Patjens / Patjens versuchten, diese völlig abstrakte Arbeitsweise abzumildern und alltagstauglicher zu machen, indem sie einzelne Abschnitte des Verfahrens als in sich geschlossene Teile behandelten. Für den Praxisalltag mag das ausreichen, aus juristischer Sicht werden damit aber Sachen, die zusammengehören, auseinandergerissen. Diese Darstellungsweise ist akzeptabel, da es sich um ein Studienbuch für Nichtjuristen handelt. Im Gegensatz dazu hat Reinhardt die „radikalere“ Betrachtungsweise gewählt: Es ist ein Lehrbuch für Nichtjuristen, - also hat juristische Denktechnik dort auch nichts zu suchen. Rechtliche Begriffe werden wie an einer Schnur nacheinander abgehakt. Hier geht es nur um die Begriffe und ihre Erklärung als solche. Auf diese Weise schafft er es, auf weniger Seiten (197 zu 212) mehr Informationen unterzubringen. Das mag zwar dem einen oder anderen Juristen zu oberflächlich erscheinen, aber der Adressatenkreis besteht nun einmal nicht aus Juristen. Daher kann er es sich auch „leisten“, einen Bogen zu schlagen von Verfassungsrecht über Verwaltungsrecht bis hin zu Anklängen des Verwaltungsvollstreckungsrechts. Andererseits beschränkt er sich auf Begriffe des Sozialverwaltungsverfahrens (anders als Patjens/Patjens, die noch ein Kapitel über Staatshaftung einfügten).

Aus Sicht eines Juristen mag man eine gewisse Oberflächlichkeit beklagen; der Autor schneidet beispielsweise manche Themen an (wie „Erzwingen von Tun, Dulden und Unterlassen“), geht dann jedoch nicht weiter in die Tiefe, sondern belässt es bei wenigen Sätzen. Getreu dem Schlagwort „Mut zur Lücke“ ist das Buch passgenau auf Praktiker der Sozialen Arbeit zugeschnitten. Was aber nicht heißen soll, dass es nur für Praktiker in Frage kommt. Auch Juristen, die sich nicht ständig mit dem SGB X, VwVfG befassen, können hier ihre Kenntnisse wieder auffrischen.

Ergänzt wird der Text durch Schaubilder. Beispiele (hauptsächlich aus dem Kinder- und Jugendhilferecht, SGB VIII, dem Krankenversicherungsrecht, SGB V und der Grundsicherung für Arbeitsuchende, SGB II) sind durch einen hellgrauen Strich am Rand gekennzeichnet.
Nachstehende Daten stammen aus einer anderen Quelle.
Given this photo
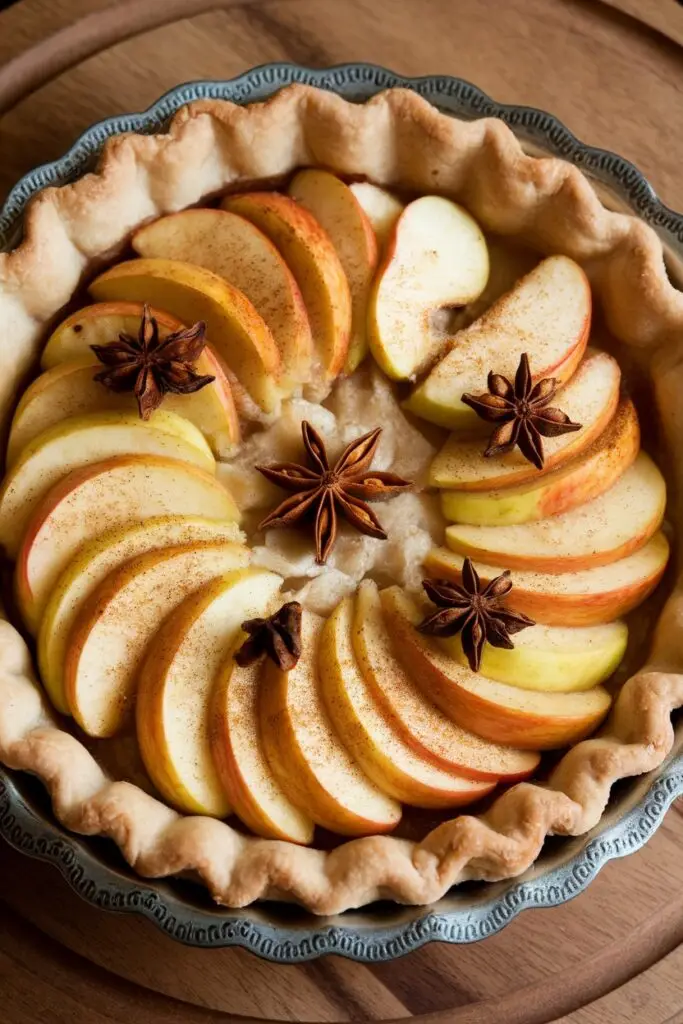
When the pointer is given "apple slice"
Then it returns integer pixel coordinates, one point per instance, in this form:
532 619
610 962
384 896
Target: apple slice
317 269
587 597
119 619
310 763
583 478
381 208
547 314
339 213
245 774
91 562
591 398
437 257
503 714
238 251
552 658
235 329
603 530
176 683
82 440
370 735
99 325
421 724
69 389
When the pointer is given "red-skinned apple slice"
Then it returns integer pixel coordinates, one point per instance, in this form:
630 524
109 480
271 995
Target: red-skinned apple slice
603 530
310 763
547 314
421 724
339 213
501 713
311 258
237 250
586 597
369 734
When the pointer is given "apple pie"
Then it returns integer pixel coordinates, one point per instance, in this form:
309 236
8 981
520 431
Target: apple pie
326 502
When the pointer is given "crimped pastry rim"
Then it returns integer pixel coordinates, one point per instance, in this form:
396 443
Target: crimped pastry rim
555 205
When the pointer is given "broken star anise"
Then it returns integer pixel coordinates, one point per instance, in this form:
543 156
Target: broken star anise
151 368
477 614
321 491
279 637
522 412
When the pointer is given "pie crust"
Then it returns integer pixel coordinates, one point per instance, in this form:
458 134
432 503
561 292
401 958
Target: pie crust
399 140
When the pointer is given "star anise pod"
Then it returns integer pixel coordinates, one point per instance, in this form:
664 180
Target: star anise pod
151 368
477 614
279 637
319 492
522 413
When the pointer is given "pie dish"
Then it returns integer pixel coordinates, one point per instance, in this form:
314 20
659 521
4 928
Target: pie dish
545 203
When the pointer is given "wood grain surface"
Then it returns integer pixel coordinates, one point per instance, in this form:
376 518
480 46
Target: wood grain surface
613 73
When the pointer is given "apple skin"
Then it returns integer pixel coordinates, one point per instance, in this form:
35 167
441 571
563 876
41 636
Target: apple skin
571 484
248 781
370 736
586 606
501 713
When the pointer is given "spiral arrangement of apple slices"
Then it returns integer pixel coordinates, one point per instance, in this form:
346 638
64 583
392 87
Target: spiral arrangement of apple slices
134 578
Jeder Teil endet mit einem Fallbeispiel, wie eine Klausuraufgabe. Am Ende des Buches sind dazu die Musterlösungen. Den Abschluss bildet ein Literaturverzeichnis mit den Standardlehrbüchern und -kommentaren zum Sozialverwaltungsrecht.


Fazit: Verwaltungsrecht auf nicht einmal 200 Seiten, geht das? Ja, es geht. Zumindest, wenn man sich eine Aussage des Autors zu Herzen nimmt: „Die Details [= Ermessensausübung] sind höchst komplex und eher für Juristen als für die Praxis der Sozialen Arbeit bedeutsam“. Optisch ist das Buch gerade durch die „Listenform“ übersichtlich und leserfreundlich. Mit 21,99 Euro ist es erschwinglich und ein „Schnäppchen“.